Insights on AI Usage

  • Emphasizes the importance of responsible and critical use of institutional regulations regarding AI.
  • Notes a demand for closer engagement in training and support related to AI initiatives presented by panelists.

Questions from Participants

  • Marcela Heredia raises a question about differentiating between generative AI tools used by researchers, noting that 76% utilize these technologies.

Data on AI Production vs. Usage

  • Dr.

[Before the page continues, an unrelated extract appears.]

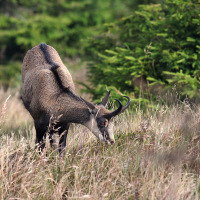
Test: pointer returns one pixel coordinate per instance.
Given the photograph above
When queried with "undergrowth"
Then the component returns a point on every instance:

Yuri confirms that data exists regarding both production and usage of AI, stressing ethical considerations in model construction.
  • Highlights the significance of clear datasets to ensure reliability and minimize bias in AI responses.

Ethical Considerations in AI Development

  • Discusses ethical elements involved in constructing models, which apply not only to research but also to industry practices.
  • Mentions international efforts to establish norms for identifying AI-generated content due to concerns over misinformation.

Regulatory Framework Discussion

  • Addresses challenges with transparency in human communication about using AI technologies.
  • Describes UNESCO's initiative aimed at ensuring identifiable markers within AI products to combat misuse or deception.

Recommendations for Normative Practices

  • Suggests developing mechanisms that compel clarity around the use of AI technologies among users.
  • Sonia Cruz asks about recommendations for regulatory frameworks at UNAM concerning ethical commissions addressing these issues.

Discussion on Ethical Use of AI in Academia

Overview of Institutional Guidelines

  • The speaker emphasizes that the proposal should not be restrictive, referencing the university's existing ethical code which allows for a general normative framework.
  • The university already has an applicable code of ethics, suggesting that while it may need some precision, it provides a foundation for addressing specific activities within academic areas.

Need for Specific Regulations

  • There is potential for entities to create legislation or norms that directly support specific academic activities, indicating an evolution in guidelines due to advancements like AI.
  • The speaker highlights the necessity for clear directives, using metaphors (e.g., "don't eat that apple") to illustrate the importance of explicit instructions regarding AI usage.

Professional Application and Responsibility

  • It is suggested that universities should begin identifying opportunities where rules or criteria can guide students and faculty in their use of AI responsibly.
  • The discussion points out the importance of having established rules so individuals know what actions are permissible or prohibited when using AI tools.

Principles Guiding Ethical Use

  • Acknowledging foundational principles from over a century ago, the speaker stresses adherence to these principles when developing and utilizing AI technologies.
  • Key values such as objectivity, honesty, and social responsibility are highlighted as essential components guiding ethical practices in academia concerning AI.

Conclusion and Future Directions

  • The conversation wraps up by reiterating the significance of grounding discussions about AI in established ethical principles to ensure integrity in academic work.
  • Participants are thanked for their engagement and reminded about future seminars focused on continuing education around these topics.
Video description

La inteligencia artificial ya forma parte del quehacer universitario. Pero, ¿cómo usarla de manera ética y responsable en la docencia y la investigación? En este seminario conoceremos un diagnóstico impulsado por la DGTIC, el cual analiza el estado actual del uso y desarrollo de la IA en la UNAM a partir de recomendaciones internacionales y de una visión institucional. Acompáñanos a reflexionar sobre los retos, desafíos y oportunidades que plantea la IA en la educación superior, y sobre la importancia de contar con orientaciones claras que fortalezcan a la comunidad universitaria frente a los cambios tecnológicos.